The subdivision of the data by school, though, did have a side benefit. In breaking up the data this way, Connelly noticed a pattern:

Honestly, one could make a pretty good case that the best way to know how to defend a no-back set is to run it pretty frequently yourself.

I like this hypothesis for several reasons. First, it is about an actual decision that teams made, which increases the likelihood that it is important or has strategic implications. Second, it groups the data into much larger samples, which decreases the noise and makes it easier to find significant effects. And third, although Connelly seems unsure about this hypothesis, we can check it.

From this data, we’re not going to be able to know if running a no-back offense leads to good defensive performance against a no-back offense, but we can tell if there is a difference between the schools that ran the no-back offense frequently, and those that didn’t. Let’s take a look at another graph of the same data, this time with the data points color coded by the percentage of time that the team’s offense ran no-back plays– red for what Connelly considered frequent and dark blue for those considered infrequent.

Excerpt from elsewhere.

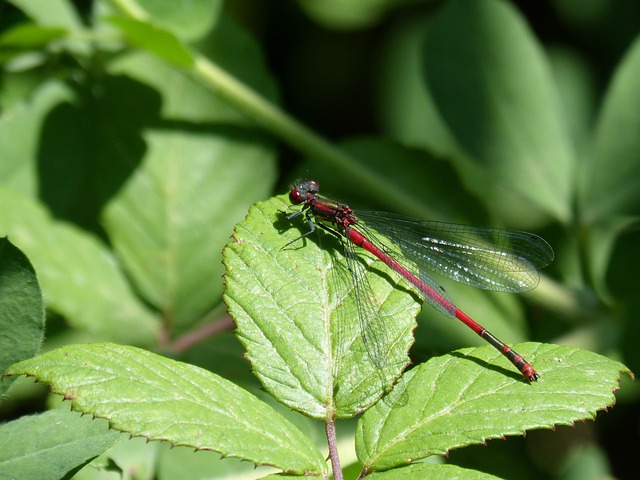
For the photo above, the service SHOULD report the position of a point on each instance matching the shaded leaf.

The light blue marks are for schools for which no information about the offensive plays was available (for the purposes of calculating averages, I have counted them as infrequent). Also, since we’ve seen no evidence for a relationship between one-or-more back yards and no-back yards, I’ve dropped the one-or-more back yards from the graph, and simply arranged the data in order by the amount of time their offense uses the no-back formation (as far as possible given the data that was published).

Adding in the averages for both the frequent offensive users of the no-back formation, and the infrequent ones, we can see that there does appear to be a difference between these two groups, and the difference appears to be significant. Unfortunately, the article did not contain data on the offensive use of the no-back formation for many teams, which complicates drawing conclusions from the data.

I remain excited by the potential of the data that Football Study Hall has collected, and I think that Connelly has a great understanding of the strategy of the game that leads him in some insightful directions with his analysis (such as his discussion of blitzing in this article), but good analysis requires defensible methods and results, and his analysis sometimes fails on those points.

  1. A slightly more analysis friendly version of the 2005 NFL season is available from The Football Project, and college football data from 2005-1012 are available from College Football Statistics 

  2. The full college season had more than 157,000 plays. For contrast, the 32 NFL teams play a total of 256 games in the regular season, running more than 40,000 plays. 

  3. Connelly’s original article does not state the standard deviation of yards-per-play, so I have had to estimate it here. The value I am using here, 9.35, was derived from College Football Statistics’ database of all college football plays in 2012.